佐藤末吉(さとうすえきち:1905~1960)
系統:鳴子系
師匠:伊藤松三郎
弟子:佐藤一夫
〔人物〕明治38年3月10日、岩手県稗貫郡花巻町東町(現花巻市)に生まれる。大正4年ころ、青森県浅虫で開業していた姉よねの夫、鳴子出身の伊藤松三郎に弟子入りして木地の修業を行った。
大正5年頃より毎年松三郎にしたがって北海道に鰊漁に出たが、首尾うまくいかず、最後には浅虫に帰れなくなって松三郎とともに道内を転々とした。やがて定山渓に移り、弥治郎の佐藤伝内が営業していた丸茂商店で働いた。当時、丸茂商店の職長は佐藤久蔵だった。

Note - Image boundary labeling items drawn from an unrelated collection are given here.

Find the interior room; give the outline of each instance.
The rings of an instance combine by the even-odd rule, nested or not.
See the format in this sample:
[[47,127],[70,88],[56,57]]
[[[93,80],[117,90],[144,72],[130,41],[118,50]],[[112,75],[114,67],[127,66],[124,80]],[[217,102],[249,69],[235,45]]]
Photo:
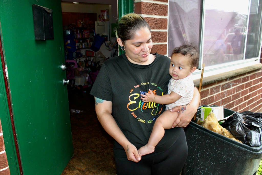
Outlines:
[[[62,174],[115,174],[113,140],[98,121],[89,93],[103,62],[118,54],[117,0],[70,1],[61,7],[74,155]],[[97,35],[104,40],[94,47]]]

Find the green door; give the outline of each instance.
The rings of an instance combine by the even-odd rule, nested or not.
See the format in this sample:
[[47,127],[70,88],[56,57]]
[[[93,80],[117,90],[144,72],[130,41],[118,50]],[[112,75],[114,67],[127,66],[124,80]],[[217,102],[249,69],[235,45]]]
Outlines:
[[[53,10],[53,39],[35,40],[34,4]],[[21,174],[20,165],[27,175],[61,174],[73,154],[67,89],[62,83],[66,76],[61,67],[65,62],[61,1],[0,0],[0,33],[5,68],[0,69],[0,90],[6,89],[3,72],[8,89],[0,92],[0,104],[5,103],[0,109],[12,111],[0,112],[0,119],[11,174]]]

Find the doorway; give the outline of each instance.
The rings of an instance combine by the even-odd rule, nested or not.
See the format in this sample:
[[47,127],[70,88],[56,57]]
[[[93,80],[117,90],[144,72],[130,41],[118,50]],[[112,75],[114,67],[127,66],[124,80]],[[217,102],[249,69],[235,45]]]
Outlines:
[[[75,15],[77,13],[96,13],[98,21],[100,10],[107,9],[110,23],[116,22],[117,0],[110,1],[110,4],[108,4],[109,1],[105,0],[86,1],[88,3],[78,4],[74,4],[70,2],[72,1],[64,1],[61,2],[62,13]],[[96,3],[99,1],[101,3]],[[71,17],[71,19],[74,17]],[[77,22],[75,26],[77,26]],[[93,36],[91,32],[90,34],[90,38]],[[107,39],[109,42],[111,39],[113,41],[114,39],[108,37]],[[78,49],[80,49],[79,45],[78,47]],[[111,56],[111,52],[103,51],[106,50],[105,47],[103,45],[101,46],[102,56],[99,57],[99,60],[101,61],[101,65],[105,59]],[[86,50],[89,50],[81,47],[81,50],[85,50],[81,52],[83,55]],[[76,56],[76,54],[74,55],[73,57]],[[84,61],[84,62],[83,58],[74,58],[73,59],[76,61],[78,66],[79,61],[81,63],[81,60]],[[95,61],[98,62],[98,60]],[[92,83],[91,84],[85,84],[84,81],[86,75],[83,78],[83,75],[79,75],[75,77],[74,85],[68,86],[74,156],[62,174],[115,175],[116,172],[113,151],[113,140],[105,131],[97,119],[94,98],[89,94]]]

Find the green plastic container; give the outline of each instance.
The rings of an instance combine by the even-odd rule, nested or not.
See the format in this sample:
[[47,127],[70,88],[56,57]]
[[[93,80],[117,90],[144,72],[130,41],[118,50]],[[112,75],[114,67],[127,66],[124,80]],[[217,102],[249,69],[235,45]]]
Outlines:
[[[200,115],[201,107],[197,116]],[[224,109],[225,117],[234,112]],[[262,146],[252,147],[241,143],[193,121],[185,128],[185,132],[188,155],[182,174],[256,174],[262,158]]]

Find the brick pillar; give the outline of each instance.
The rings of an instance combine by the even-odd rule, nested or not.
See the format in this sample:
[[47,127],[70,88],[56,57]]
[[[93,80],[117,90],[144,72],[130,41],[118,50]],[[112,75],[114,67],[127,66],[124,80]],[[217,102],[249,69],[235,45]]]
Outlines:
[[151,52],[166,55],[168,0],[151,1],[136,1],[134,12],[144,18],[151,28],[153,44]]

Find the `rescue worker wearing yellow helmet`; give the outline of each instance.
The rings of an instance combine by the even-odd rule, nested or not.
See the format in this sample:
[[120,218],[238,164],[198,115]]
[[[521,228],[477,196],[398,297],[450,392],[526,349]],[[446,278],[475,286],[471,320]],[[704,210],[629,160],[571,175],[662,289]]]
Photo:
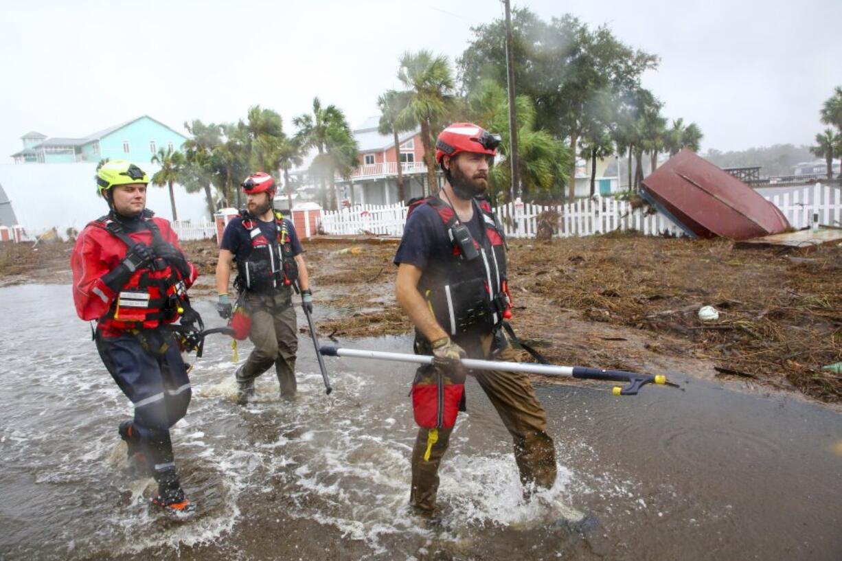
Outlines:
[[[488,169],[499,136],[472,123],[454,123],[437,139],[444,188],[410,206],[394,258],[396,296],[415,325],[415,351],[434,356],[413,386],[419,425],[412,455],[410,504],[435,509],[439,465],[457,410],[464,410],[466,372],[460,359],[516,361],[504,333],[511,315],[503,229],[488,200]],[[525,373],[472,371],[512,436],[525,494],[552,487],[555,448],[546,414]]]
[[242,184],[247,208],[225,228],[216,264],[216,310],[230,318],[228,297],[231,269],[236,263],[234,287],[251,322],[248,338],[254,344],[235,378],[237,401],[244,403],[254,396],[254,380],[274,366],[280,397],[292,398],[297,391],[296,355],[298,331],[293,291],[301,291],[301,306],[312,312],[312,294],[304,248],[292,222],[273,208],[276,190],[274,178],[258,172]]
[[200,321],[187,289],[198,276],[168,221],[146,208],[149,176],[131,162],[97,170],[107,215],[79,234],[71,255],[73,301],[79,318],[96,321],[97,350],[134,404],[120,424],[131,466],[157,482],[153,504],[192,509],[175,469],[169,429],[184,416],[190,382],[172,324]]

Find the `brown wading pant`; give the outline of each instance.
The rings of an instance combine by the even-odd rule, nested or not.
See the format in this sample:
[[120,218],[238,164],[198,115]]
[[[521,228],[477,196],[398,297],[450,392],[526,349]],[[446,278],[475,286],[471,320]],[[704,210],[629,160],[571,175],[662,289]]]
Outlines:
[[274,364],[280,383],[280,397],[295,396],[298,334],[292,288],[286,286],[271,294],[247,292],[245,302],[252,318],[248,339],[254,349],[237,371],[237,382],[253,380]]
[[[504,341],[502,350],[494,359],[517,361],[517,352]],[[488,356],[493,338],[489,334],[473,345],[457,340],[470,358]],[[431,353],[430,353],[431,354]],[[549,489],[556,480],[556,450],[546,434],[546,413],[538,403],[529,376],[523,372],[500,371],[470,371],[497,409],[503,424],[509,430],[514,444],[514,460],[520,473],[525,493],[533,484]],[[413,450],[413,483],[409,503],[422,514],[431,514],[435,508],[439,489],[439,464],[447,450],[452,429],[439,429],[439,440],[430,450],[429,460],[424,462],[429,430],[418,429]]]

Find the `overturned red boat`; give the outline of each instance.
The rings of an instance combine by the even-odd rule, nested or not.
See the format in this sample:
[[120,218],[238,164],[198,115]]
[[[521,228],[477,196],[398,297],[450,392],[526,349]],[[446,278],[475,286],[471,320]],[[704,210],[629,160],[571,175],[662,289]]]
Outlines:
[[790,227],[777,206],[690,150],[643,179],[641,195],[691,238],[749,239]]

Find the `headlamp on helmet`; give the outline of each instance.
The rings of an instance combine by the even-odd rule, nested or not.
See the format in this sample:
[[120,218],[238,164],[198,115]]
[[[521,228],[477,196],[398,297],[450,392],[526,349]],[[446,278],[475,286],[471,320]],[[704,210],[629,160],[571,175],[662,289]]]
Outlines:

その後、大正11年松三郎の師匠高橋万五郎の一周忌を期に鳴子へ行った。大正13年、徴兵検査で花巻へ帰郷、独立開業した。その後一時、高橋悟郎、八重樫与五郎の職人として傘ロクロを挽き、戦時中は蔵原桶工場で桶を挽いた。昭和5年に長男一夫が誕生した。
花巻に落ち着いてから、商店に依頼されて鳴子型のこけしを小数作っていたようである。昭和15年前後のものが比較的残っている。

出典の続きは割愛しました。